I believe that no one can truly understand another’s plight until she witnesses the situation first-hand, putting the circumstances of the other into perspective, and affecting her emo-tionally. Seeing through another’s eyes can make one appreciate the seemingly insignificant as-pects of life.
All my life, I have taken the small luxuries in life for granted such as being able to buy whatever I wanted at the grocery store, or having a car to ride in and a roof over my head. I have seen people on the streets begging for money with “Will work for food” signs; I categorized them as “homeless” and unconsciously accepted the negative stereotypes that generally go with this label. For example, I had a fear of homeless people and never gave money to them thinking that they could always find a job. In addition, I assumed that the “needy” people with the signs had adequate money since they were wearing fairly nice clothing and shoes.

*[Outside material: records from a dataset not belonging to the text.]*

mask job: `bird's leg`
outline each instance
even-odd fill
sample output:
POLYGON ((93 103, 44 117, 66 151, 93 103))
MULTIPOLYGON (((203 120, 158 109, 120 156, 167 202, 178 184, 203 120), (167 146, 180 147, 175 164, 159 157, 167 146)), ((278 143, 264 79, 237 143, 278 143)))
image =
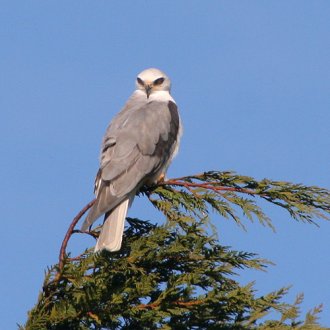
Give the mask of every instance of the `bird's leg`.
POLYGON ((156 180, 157 183, 163 183, 165 181, 165 173, 161 173, 160 176, 156 180))
POLYGON ((148 197, 152 194, 152 190, 157 188, 158 184, 162 184, 166 180, 165 173, 161 173, 157 176, 156 179, 153 179, 152 181, 147 181, 141 188, 140 192, 145 193, 148 197), (151 191, 150 191, 151 189, 151 191))

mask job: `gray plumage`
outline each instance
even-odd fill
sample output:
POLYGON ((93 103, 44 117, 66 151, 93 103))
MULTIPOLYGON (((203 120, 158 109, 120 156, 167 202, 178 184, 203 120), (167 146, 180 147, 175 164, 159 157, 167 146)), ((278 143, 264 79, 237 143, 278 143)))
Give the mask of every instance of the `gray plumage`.
POLYGON ((103 138, 96 202, 82 226, 87 230, 105 214, 95 251, 120 249, 135 194, 142 185, 165 176, 179 146, 180 117, 169 93, 169 78, 158 69, 148 69, 138 75, 136 86, 103 138))

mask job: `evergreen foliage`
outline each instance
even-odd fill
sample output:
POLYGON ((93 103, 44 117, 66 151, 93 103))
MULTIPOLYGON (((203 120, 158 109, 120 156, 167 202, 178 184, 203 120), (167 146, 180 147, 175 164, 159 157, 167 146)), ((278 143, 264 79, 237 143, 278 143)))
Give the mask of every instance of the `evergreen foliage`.
MULTIPOLYGON (((321 306, 301 316, 302 295, 288 304, 282 302, 288 288, 258 296, 254 283, 239 284, 239 269, 265 270, 269 262, 222 246, 210 234, 209 213, 241 226, 245 216, 273 227, 260 198, 315 223, 330 214, 328 190, 207 172, 140 193, 165 215, 164 224, 128 218, 120 251, 61 254, 20 329, 326 329, 317 322, 321 306)), ((80 233, 69 231, 64 247, 73 232, 80 233)))

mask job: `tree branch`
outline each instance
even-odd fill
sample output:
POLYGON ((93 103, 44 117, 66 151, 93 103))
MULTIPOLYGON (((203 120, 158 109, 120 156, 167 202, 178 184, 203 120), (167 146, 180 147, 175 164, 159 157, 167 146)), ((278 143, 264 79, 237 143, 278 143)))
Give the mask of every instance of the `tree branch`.
POLYGON ((187 182, 187 181, 183 181, 183 180, 184 180, 184 178, 170 179, 167 181, 157 183, 156 187, 180 186, 180 187, 184 187, 184 188, 188 189, 189 191, 191 191, 189 188, 203 188, 203 189, 212 190, 217 193, 219 193, 220 191, 234 191, 234 192, 240 192, 240 193, 249 194, 249 195, 260 195, 260 194, 257 194, 257 192, 252 189, 246 189, 246 188, 240 188, 240 187, 219 186, 219 182, 196 183, 196 182, 187 182))
MULTIPOLYGON (((174 301, 172 302, 172 305, 177 305, 177 306, 184 306, 184 307, 189 307, 189 306, 196 306, 202 304, 204 301, 201 299, 197 300, 191 300, 191 301, 174 301)), ((141 304, 136 306, 138 309, 154 309, 160 306, 161 302, 160 301, 155 301, 150 304, 141 304)))
POLYGON ((72 220, 72 222, 65 234, 65 237, 64 237, 62 245, 61 245, 60 254, 59 254, 57 280, 61 277, 61 274, 63 271, 66 247, 67 247, 69 239, 74 231, 74 227, 76 226, 78 221, 81 219, 81 217, 94 205, 94 203, 95 203, 95 199, 90 201, 85 207, 82 208, 81 211, 79 211, 79 213, 72 220))

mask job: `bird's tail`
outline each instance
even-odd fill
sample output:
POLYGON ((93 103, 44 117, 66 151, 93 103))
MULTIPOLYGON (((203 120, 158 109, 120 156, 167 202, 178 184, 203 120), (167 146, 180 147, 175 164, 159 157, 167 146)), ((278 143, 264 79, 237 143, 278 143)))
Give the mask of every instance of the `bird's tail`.
POLYGON ((130 198, 124 199, 113 210, 106 213, 105 221, 95 246, 95 252, 103 249, 108 251, 120 250, 129 205, 130 198))

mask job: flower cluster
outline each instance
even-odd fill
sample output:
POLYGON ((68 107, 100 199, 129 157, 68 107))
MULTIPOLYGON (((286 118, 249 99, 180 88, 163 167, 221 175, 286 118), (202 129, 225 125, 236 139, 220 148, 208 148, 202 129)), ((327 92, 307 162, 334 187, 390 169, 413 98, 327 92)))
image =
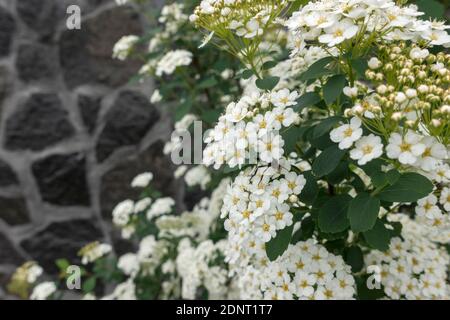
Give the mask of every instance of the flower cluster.
POLYGON ((230 103, 214 130, 205 139, 205 165, 217 168, 227 164, 233 168, 279 161, 284 153, 282 128, 297 124, 299 116, 290 106, 296 104, 298 93, 282 89, 269 94, 244 96, 230 103))
POLYGON ((208 291, 209 299, 227 298, 229 277, 223 262, 225 247, 225 240, 217 243, 206 240, 197 247, 193 247, 187 238, 180 242, 175 266, 182 282, 183 299, 195 299, 202 285, 208 291), (217 260, 222 261, 222 265, 217 264, 217 260))
MULTIPOLYGON (((405 221, 409 218, 402 217, 405 221)), ((417 232, 420 226, 404 224, 402 238, 393 238, 389 250, 374 250, 365 257, 366 265, 377 266, 383 291, 391 299, 448 299, 446 250, 417 232)))
POLYGON ((192 53, 186 50, 174 50, 166 53, 156 65, 156 75, 171 75, 176 68, 188 66, 192 62, 192 53))
POLYGON ((374 39, 450 46, 447 26, 418 19, 421 15, 417 6, 402 7, 392 0, 319 0, 294 12, 287 26, 300 40, 328 47, 345 48, 346 42, 367 45, 374 39))
POLYGON ((290 245, 266 266, 246 266, 240 274, 243 299, 343 300, 356 292, 350 266, 312 239, 290 245))
POLYGON ((263 35, 270 21, 285 7, 286 0, 202 0, 190 20, 197 26, 227 37, 251 39, 263 35))
POLYGON ((139 41, 139 37, 135 35, 123 36, 113 48, 113 58, 125 60, 130 55, 133 47, 139 41))
POLYGON ((308 169, 307 165, 297 159, 282 159, 277 169, 248 168, 234 180, 222 207, 232 263, 253 258, 260 264, 267 262, 264 244, 297 219, 294 210, 306 180, 296 170, 308 169))
POLYGON ((109 254, 111 250, 112 250, 111 245, 95 241, 81 248, 81 250, 78 252, 78 255, 81 256, 82 264, 88 264, 109 254))

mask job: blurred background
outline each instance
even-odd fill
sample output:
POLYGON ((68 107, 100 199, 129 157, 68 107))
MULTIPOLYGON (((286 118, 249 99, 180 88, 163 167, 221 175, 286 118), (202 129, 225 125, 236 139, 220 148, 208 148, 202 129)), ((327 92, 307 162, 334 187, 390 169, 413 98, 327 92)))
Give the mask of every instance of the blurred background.
POLYGON ((0 299, 25 261, 57 272, 55 259, 76 262, 94 240, 127 250, 111 211, 137 198, 137 174, 154 172, 181 206, 192 198, 162 154, 170 114, 149 102, 150 80, 130 83, 141 62, 111 58, 117 40, 148 22, 114 0, 0 0, 0 299), (66 27, 73 4, 81 30, 66 27))
MULTIPOLYGON (((416 2, 449 16, 448 0, 416 2)), ((56 259, 77 262, 94 240, 128 251, 111 211, 137 198, 137 174, 152 171, 180 210, 201 197, 174 181, 162 154, 173 121, 149 102, 152 81, 130 83, 141 62, 111 58, 122 36, 151 27, 114 0, 0 0, 0 299, 25 261, 56 273, 56 259), (66 27, 69 5, 81 8, 81 30, 66 27)))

One day while standing in a check-out line in the grocery store, however, my entire mind set toward the homeless changed. Waiting for the cashier to ring-up two hundred dollars worth of items that I had helped my mom pick out, an impoverished-looking man in the express line caught my eye. With mud crusted on his face and tattered clothing hanging loosely on his body, the man handed over a Safeway gift card to the cashier as if he was giving up his most prized possession. He was using this to pay for his meager basket of generic items. He then asked if he had enough money to buy another Gatorade with the leftover balance of $1.15. Watching the man, I felt guilty for being so unappreciative of my ability to purchase groceries without a second thought. He had a look of hunger upon his face. This stranger pulled at my heart-strings and showed me that I should be grateful for even the tiniest blessings.
After leaving the grocery store, I couldn’t get the man out of my thoughts. I kept wishing that I could go back in time and give him some money. I realized that he could have been one of the many homeless people that I had previously rushed by on the streets, ignoring their pleas for money and food. I always thought I understood the homeless, but my comprehension of the lives they live and the trials they must go through everyday to survive was distorted.
After seeing the man in Safeway, I began to treasure every trip to the grocery store, with his image always lurking in the back of my head. Buying food was no longer a boring errand, but rather a privilege. I gained new respect for those on the streets and never again assumed that I already knew their stories. I never would have guessed that an underprivileged man could give me a new-found appreciation for everything I already had in life.